Her husband, Kevin, laughs.
“You can’t have everything two inches tall and made of Nerf,” he says. “This is as safe as it gets.”
Jana, his mother, says the point of a playground with hard edges is to encourage real learning.
“We want our kids to be building the play skills they need to ski, to climb, to live,” Jana says. “You’ve got to learn to be safe because you’re smart,” she says—not because it won’t hurt when you fall.
According to Susan Solomon, an architectural historian and author of the nonfiction book American Playgrounds:
Revitalizing Community Space, a little danger is just what today’s playgrounds need to compete with the thrall of Halo and the Wii.
“Play equipment, although it’s bright and shiny, is pretty boring,” Solomon says. “Standard-issue stuff [is] great for exercise, but it doesn’t allow kids to work together or fantasize.”
That, Solomon says, makes “the stuff at home more seductive.”
Solomon, who provides consulting services for cities interested in creative playground design and construction, is in favor of edgier, Railyard-style playgrounds. And despite the obvious lawsuit issue, Solomon says many play equipment manufacturers are moving in that direction, too.
There is, of course, a fine line between learning one’s limits and actually being unsafe.
Pay to Play
SFR also requested figures for the actual cost of purchasing and installing a new playground, as is planned for several parks around the city. The city’s Parks Division director, Fabian Chavez, says he can only provide real costs for completed playgrounds, but here’s a sampling:
Frank S Ortiz playground (District 1): $37,921
Larragoite Park playground (District 2): $29,695
Maclovia Park playground (District 3): $44,000
Mager’s Field playground (District 1): $189,898
Safety First
In order to gauge the safety of Santa Fe’s playgrounds, SFR studied a year’s worth of police records for 27 parks across the city.

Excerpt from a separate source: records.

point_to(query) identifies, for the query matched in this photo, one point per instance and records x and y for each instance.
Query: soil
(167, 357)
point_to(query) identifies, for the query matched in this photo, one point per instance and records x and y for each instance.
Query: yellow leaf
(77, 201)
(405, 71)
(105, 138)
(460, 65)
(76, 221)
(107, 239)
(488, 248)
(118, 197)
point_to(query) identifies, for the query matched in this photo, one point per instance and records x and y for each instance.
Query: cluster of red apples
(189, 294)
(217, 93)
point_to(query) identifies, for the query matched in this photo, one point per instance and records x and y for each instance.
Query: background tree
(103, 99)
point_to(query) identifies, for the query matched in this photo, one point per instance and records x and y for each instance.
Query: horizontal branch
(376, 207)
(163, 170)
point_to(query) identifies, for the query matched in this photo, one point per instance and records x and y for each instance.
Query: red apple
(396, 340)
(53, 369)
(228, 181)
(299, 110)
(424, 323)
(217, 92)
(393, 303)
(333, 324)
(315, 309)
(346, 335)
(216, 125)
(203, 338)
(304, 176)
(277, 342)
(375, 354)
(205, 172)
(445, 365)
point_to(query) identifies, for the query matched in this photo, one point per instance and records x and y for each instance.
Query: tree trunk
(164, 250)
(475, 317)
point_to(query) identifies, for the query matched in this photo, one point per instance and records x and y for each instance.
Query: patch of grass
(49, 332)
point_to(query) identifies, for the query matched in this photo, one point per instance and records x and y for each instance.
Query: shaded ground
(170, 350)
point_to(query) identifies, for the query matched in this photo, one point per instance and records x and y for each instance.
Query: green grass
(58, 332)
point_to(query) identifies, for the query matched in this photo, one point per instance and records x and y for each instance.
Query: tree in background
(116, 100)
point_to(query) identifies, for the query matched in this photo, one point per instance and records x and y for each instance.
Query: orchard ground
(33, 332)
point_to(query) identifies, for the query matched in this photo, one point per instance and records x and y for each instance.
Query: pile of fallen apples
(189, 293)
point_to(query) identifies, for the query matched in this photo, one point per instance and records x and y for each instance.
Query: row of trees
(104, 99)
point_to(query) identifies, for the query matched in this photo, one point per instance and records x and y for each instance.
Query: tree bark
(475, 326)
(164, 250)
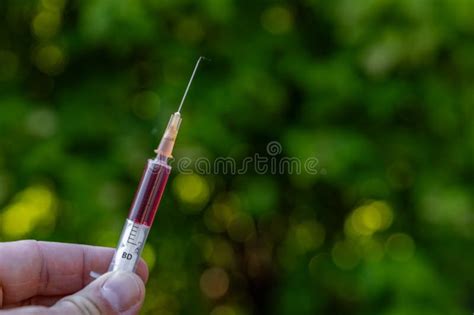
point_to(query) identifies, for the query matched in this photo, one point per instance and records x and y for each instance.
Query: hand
(53, 278)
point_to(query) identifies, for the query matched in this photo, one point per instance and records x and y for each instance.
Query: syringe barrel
(141, 216)
(150, 190)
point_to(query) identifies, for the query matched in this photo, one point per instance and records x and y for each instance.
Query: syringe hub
(169, 137)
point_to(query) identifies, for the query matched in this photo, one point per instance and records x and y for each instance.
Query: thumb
(113, 293)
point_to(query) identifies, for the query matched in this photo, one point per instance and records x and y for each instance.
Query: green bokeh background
(380, 92)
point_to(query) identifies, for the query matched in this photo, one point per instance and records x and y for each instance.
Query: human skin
(53, 278)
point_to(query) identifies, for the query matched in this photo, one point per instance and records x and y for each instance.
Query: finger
(31, 268)
(112, 293)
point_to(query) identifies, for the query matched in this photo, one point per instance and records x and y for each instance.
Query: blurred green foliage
(381, 92)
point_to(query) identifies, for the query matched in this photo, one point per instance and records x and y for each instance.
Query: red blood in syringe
(150, 190)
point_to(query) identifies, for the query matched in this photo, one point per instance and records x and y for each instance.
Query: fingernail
(122, 290)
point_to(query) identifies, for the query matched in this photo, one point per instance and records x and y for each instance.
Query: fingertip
(123, 290)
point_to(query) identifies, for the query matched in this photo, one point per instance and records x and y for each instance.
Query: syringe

Both city and county police department heads view Santa Fe’s parks as relatively safe. Several parks had no incidents in the past year. Of those that did, SFR’s review found that the bulk of incidents were nonviolent. West DeVargas Park, for instance, had two liquor law violations, one report of marijuana possession and one for urinating in public. Burglaries, car accidents and vandalism were common; less frequent were reports of violent crimes.
“Ninety percent of our parks, 90 percent of the time, are safe places for people to take their families,” Santa Fe Chief of Police Aric Wheeler tells SFR. “I’m a father of four, and I go to the parks on a regular basis. I take my 3-year-old all the way up to my 11-year-old, and I don’t see any major [violent crime] concerns.”
Wheeler says most of the calls he gets for city parks involve people playing loud music or transients hunkering down for the night.
“It’s dependent on each park and on the time of year,” Wheeler explains. “We probably dedicate more resources to Franklin Miles [Park] during the summer because we see an increased number of complaints concerning boom boxes.”
Santa Fe County Sheriff Greg Solano offers a similar viewpoint.
“We don’t have a lot of crime in the parks,” Solano says. “It’s usually nuisance calls—people out late in the parks.”
But the relative infrequency of violent crime doesn’t make it any less disturbing. Police records chronicle an “unattended death” at Calle Lorca Park last December, for instance, and a report of aggravated assault and battery around noon in Patrick Smith Park at the end of this July.
Wheeler says the Santa Fe Police keep track of the parks as part of their regular patrols, and that he’ll only allocate extra resources if there’s a problem.
“It’s all dependent on what the officer sees each day,” Wheeler says. “Usually after we dedicate an officer or two to [a problem area], after a couple weeks, we start to see a decline in that type of activity.”